The agronomic field has recognized for a long time that soils generate CO2, a “CO2 efflux”. In many soils, this CO2 flux is the result of natural soil respiration processes resulting from microbial and plant activity. This occurs in what is known as the “root zone”. In soils impacted from hydrocarbons (LNAPL), microbial degradation of the LNAPL also results in a net contribution of CO2 to the CO2 efflux. This latter process is known as natural attenuation (NA), and occurs where the LNAPL is, typically close to the groundwater level. Vadose zone conditions, such as temperature, water and LNAP saturation, determine the rate of LNAPL natural attenuation.
Together with carbon dating methodologies (i.e., 14C analysis), carbon trapping is a simple, cost-effective way to monitor natural attenuation.
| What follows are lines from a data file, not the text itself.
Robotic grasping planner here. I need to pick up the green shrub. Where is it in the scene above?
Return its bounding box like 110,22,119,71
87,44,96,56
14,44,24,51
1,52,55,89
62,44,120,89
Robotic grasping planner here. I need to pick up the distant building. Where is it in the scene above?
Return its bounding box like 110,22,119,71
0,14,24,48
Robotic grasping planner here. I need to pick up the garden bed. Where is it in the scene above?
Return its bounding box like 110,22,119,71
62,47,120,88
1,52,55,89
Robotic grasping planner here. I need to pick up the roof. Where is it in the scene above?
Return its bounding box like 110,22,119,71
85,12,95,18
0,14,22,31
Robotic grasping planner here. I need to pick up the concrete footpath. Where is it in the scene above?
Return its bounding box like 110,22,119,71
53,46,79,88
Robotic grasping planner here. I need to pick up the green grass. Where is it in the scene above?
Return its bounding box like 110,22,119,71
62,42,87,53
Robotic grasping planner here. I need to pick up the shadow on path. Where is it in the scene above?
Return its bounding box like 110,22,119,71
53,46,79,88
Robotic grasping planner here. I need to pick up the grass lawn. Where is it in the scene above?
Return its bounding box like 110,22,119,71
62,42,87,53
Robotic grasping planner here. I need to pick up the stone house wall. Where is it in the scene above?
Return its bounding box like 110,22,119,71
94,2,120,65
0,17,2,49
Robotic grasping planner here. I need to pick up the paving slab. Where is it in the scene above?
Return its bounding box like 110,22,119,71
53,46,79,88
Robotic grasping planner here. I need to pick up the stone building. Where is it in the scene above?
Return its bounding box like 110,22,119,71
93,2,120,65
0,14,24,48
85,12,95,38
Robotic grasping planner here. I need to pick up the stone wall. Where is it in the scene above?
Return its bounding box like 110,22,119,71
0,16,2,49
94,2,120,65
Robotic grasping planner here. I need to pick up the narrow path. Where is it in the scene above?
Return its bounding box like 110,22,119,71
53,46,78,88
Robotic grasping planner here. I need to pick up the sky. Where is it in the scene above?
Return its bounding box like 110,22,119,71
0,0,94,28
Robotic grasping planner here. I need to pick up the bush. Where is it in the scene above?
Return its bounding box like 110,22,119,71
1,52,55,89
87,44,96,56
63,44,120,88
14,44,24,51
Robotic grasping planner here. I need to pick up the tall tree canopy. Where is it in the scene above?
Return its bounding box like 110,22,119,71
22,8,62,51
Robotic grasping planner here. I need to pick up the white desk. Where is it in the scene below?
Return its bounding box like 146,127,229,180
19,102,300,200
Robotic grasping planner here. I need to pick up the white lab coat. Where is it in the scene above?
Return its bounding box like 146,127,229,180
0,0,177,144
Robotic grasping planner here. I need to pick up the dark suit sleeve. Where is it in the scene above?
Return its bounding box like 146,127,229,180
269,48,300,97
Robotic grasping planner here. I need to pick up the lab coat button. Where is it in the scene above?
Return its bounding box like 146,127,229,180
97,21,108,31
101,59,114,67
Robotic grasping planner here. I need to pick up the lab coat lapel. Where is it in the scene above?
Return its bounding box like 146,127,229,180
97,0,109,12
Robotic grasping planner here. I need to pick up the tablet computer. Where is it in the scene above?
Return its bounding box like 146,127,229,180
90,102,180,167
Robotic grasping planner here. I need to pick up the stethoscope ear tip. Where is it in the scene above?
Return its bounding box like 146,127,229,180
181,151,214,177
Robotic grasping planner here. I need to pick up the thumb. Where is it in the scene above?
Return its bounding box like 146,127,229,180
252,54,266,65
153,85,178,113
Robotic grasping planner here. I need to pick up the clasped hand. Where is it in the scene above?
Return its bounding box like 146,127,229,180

E-Flux CO2 traps easily enable allocating contributions from natural soil processes (modern carbon CO2 efflux) and from LNAPL natural attenuation (fossil fuel), The results unambiguously indicate what portion of the CO2 efflux is from LNAPL microbial degradation.
E-Flux technology has been used in about 20 sites impacted with petroleum hydrocarbon. Previous to field use, this technology was tested in the lab, to demonstrate quantitative recovery of the sorbent and the lack of interference of the trap hardware with gas transport in soils.
The traps often reveal that the rate of LNAPL degradation rates at petroleum contaminated sites are in the order of 1,000s to 10,000s of gallons per acre per year. Such rates measured with the traps are important and often rival the rates achieved by active remedies (i.e., hydraulic recovery).
As a result, E-Flux carbon traps are a valuable tool in determining the appropriate timing, scale and aggressiveness of LNAPL remediation.